歩き旅のスケッチ[北国街道]27・・・善光寺宿と善光寺

 善光寺の起源

 

 善光寺の成り立ちは、遠く飛鳥時代まで遡らなければなりません。縁起によると、ご本尊の一光三尊阿弥陀如来(いっこうさんぞんあみだにょらい)は、インドから百済の国へと渡った後で、仏教伝来に伴って我が国に伝わったとされている、日本最古の仏像だということです。

 当時、仏教は、全く新しい宗教であったため、受容すべきかどうかという激しい対立がありました。百済系の氏族であった蘇我氏などは、仏教を受け入れて、自身の権力形成に利用しようとしたようですが、方や、古来から天皇家に仕えていた物部氏は廃仏派であったと言われています。

 この、物部氏の手によって、最古の仏像は、難波の海に捨てられてしまいます。ところが、後に、信濃国の従者となった本田善光という人が、その仏像を見つけ出し、信濃国へと持ち帰り祀ることとなりました。これが、善光寺の始まりとされていて、その後、皇極天皇の時代(642~645年)になって、長野の今の地に寺院を建立し、本田善光の名前をとって、善光寺と名付けられたと伝わります。

 今も、多くの参拝者が訪れる善光寺。
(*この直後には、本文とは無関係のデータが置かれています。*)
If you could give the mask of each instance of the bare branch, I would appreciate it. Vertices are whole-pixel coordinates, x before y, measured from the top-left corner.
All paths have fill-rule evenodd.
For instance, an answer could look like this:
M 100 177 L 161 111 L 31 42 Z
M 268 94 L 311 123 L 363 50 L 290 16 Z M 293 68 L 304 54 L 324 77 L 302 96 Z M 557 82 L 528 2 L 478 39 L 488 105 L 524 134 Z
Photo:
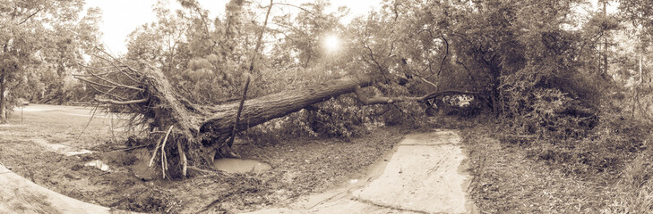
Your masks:
M 109 104 L 128 105 L 128 104 L 138 104 L 138 103 L 148 103 L 150 101 L 150 98 L 142 98 L 140 100 L 130 100 L 130 101 L 116 101 L 116 100 L 102 99 L 102 98 L 96 97 L 95 101 L 103 103 L 109 103 Z
M 357 100 L 363 103 L 364 105 L 373 105 L 373 104 L 392 104 L 396 103 L 402 103 L 402 102 L 425 102 L 430 99 L 436 98 L 438 96 L 442 95 L 477 95 L 477 92 L 463 92 L 463 91 L 455 91 L 455 90 L 448 90 L 448 91 L 442 91 L 442 92 L 434 92 L 423 96 L 398 96 L 398 97 L 385 97 L 385 96 L 374 96 L 374 97 L 367 97 L 363 94 L 363 90 L 360 86 L 357 86 L 356 90 L 354 90 L 354 94 L 357 96 Z

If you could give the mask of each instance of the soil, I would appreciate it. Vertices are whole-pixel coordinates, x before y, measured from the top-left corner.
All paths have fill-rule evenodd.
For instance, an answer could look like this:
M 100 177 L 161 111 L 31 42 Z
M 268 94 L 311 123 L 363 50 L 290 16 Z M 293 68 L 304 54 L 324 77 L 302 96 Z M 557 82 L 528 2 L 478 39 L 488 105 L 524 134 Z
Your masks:
M 267 171 L 206 171 L 186 179 L 144 179 L 145 149 L 125 150 L 130 135 L 114 115 L 90 108 L 29 105 L 0 126 L 0 163 L 59 193 L 109 208 L 167 213 L 256 210 L 321 193 L 366 170 L 399 143 L 401 128 L 378 128 L 348 140 L 288 139 L 273 144 L 240 142 L 245 159 L 270 164 Z M 99 160 L 108 169 L 90 166 Z M 99 162 L 95 162 L 99 164 Z M 154 178 L 154 177 L 148 177 Z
街道は、門前町を真っ直ぐ北へと向かいます。

 

 

 門前道路

 街道は、長野駅西口付近で、旧道の細い道に入ります。そして、そのすぐ先で、末広町の交差点。この交差点は、南北に延びている善光寺の門前道路と、東西に短く繋げる長野駅西口の正面道路が交わっているところです。
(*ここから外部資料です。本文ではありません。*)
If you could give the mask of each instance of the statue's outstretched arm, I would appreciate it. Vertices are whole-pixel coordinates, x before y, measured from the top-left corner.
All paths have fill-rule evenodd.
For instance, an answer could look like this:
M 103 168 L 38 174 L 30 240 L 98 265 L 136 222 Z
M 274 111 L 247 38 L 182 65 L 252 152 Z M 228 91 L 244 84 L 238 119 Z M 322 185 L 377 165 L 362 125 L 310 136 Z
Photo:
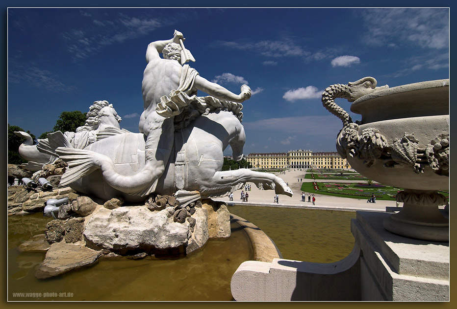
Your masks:
M 241 103 L 251 97 L 251 88 L 245 85 L 241 86 L 241 93 L 239 94 L 235 94 L 220 85 L 210 82 L 200 75 L 197 75 L 195 77 L 194 85 L 199 90 L 220 100 L 226 100 Z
 交差点を右に向かえば、すぐ正面が長野駅。交差点を左に進むと、国道19号線に当たります。

 

末広町交差点。

 私たちは、末広町の交差点を横断し、真っ直ぐ北に向かいます。道沿いはビルが建ち並び、お店やオフィスが密集しているところです。

 やがて、新田町の交差点を横切ると、道路の舗装は一変します。車道には、石畳風の舗装が敷かれ、歩道との境界もバリアフリー仕様です。

 道の先を見てみると、正面奥に善光寺の山門が望めます。緩やかに上る坂道を、少しずつ善光寺を目指して進みます。

 

※石畳風の舗装が施された門前道。

 北野文芸座

 しばらくすると、左手に、凝った意匠の建物がありました。地図を見ると、北野文芸座の建物だということです。
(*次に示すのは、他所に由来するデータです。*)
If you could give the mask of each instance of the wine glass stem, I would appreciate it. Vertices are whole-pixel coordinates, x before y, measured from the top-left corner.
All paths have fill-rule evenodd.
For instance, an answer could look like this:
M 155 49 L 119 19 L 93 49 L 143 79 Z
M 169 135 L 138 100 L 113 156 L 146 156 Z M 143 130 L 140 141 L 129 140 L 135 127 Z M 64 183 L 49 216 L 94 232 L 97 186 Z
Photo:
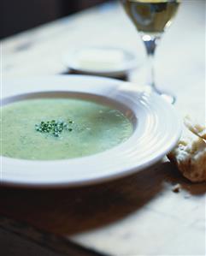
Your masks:
M 159 39 L 159 37 L 151 37 L 148 35 L 142 35 L 143 42 L 146 48 L 147 57 L 148 57 L 148 83 L 152 87 L 154 91 L 157 93 L 160 92 L 156 87 L 155 80 L 155 52 L 156 48 L 156 43 Z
 善光寺の門前にあるこうした意匠の建物は、何となく奥ゆかしさを感じるもので、門前町の雰囲気がより強く漂っているようなところです。

 

北野文芸座前。

 

 門前へ

 やがて道沿いから、ビルの姿は後退し、変わって、江戸風の白壁と瓦屋根の建物が目立つ地域に入ります。

 これらの建物は、飲食店や土産物のお店などが中心で、シーズンには多くの観光客が訪れるのだと思います。

 

※江戸風の建物が連なる門前通り。

 

 大門交差点

 道は次第に勾配を増し、大門の交差点を通り過ぎると、さらに趣ある街の姿に変わります。

 大門の交差点には、道の両側に常夜燈が置かれていて、この先は特別な場所であることを暗示しているようにも思えます。おそらく以前には、この辺りには、大門という善光寺の山門があったのでしょう。ここから先が、善光寺の参道だったのかも知れません。

 

※大門の交差点。

 

 善光寺宿

 大門を過ぎた先の道沿いは、もう、善光寺の宿場町だったのかも知れません。今は、幾つものお店が並び、多くの観光客が訪れる賑わいの街の様相です。

 街道は、この先の交差点を右方向に曲がります。真っ直ぐ進むと、すぐ目の前に、善光寺の仁王門。仁王門へと向かう道こそ、本来の参道になるのかも知れません。

 

※街道は、この交差点を右方向に進みます。正面には仁王門が見渡せます。

 

 仁王門を正面に見て、右方向に進んで行くと、下のような街並みに変わります。道沿いは、旅館などもありますが、どちらかと言えば雑然とした、裏道の光景です。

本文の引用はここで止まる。